Visitors spent six per cent less in the year to December 2012, compared with the previous year, according to the Business, Innovation and Employment Ministry's quarterly international visitor survey.
Peter Ellis, tourism research and evaluation manager at the ministry, said last year's spending slip could partly be blamed on a two per cent fall in visitor numbers. ''The drop also reflects global economic conditions and the strong New Zealand dollar.''
Ellis said 2011 had been a good year for tourism and spending, due to the Rugby World Cup.

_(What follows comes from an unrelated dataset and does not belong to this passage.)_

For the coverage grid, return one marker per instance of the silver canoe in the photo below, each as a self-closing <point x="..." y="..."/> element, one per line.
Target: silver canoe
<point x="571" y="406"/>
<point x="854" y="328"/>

''[That] outweighed the other challenges of that year. We're now seeing a return to the decline in tourist spend that was occurring before the Cup.''
The most notable trends last year were the decreases in spend by British visitors - down 21 per cent on an 18 per cent fall in visitors - and in the total amount spent by holidaymakers, down 11 per cent.
The results were in line with the ministry's forecasts, although spending by British tourists fell away faster than predicted.
''On the other hand, spend by Chinese visitors has increased by 42 per cent, exceeding our forecasts.''
China is New Zealand's second largest tourism market after Australia. The survey is based on interviews with 5200 tourists per year flying out of New Zealand airports.
Statistics New Zealand data released earlier this months shows there were 40,700 fewer visitor arrivals from Britain last year, compared with 2011.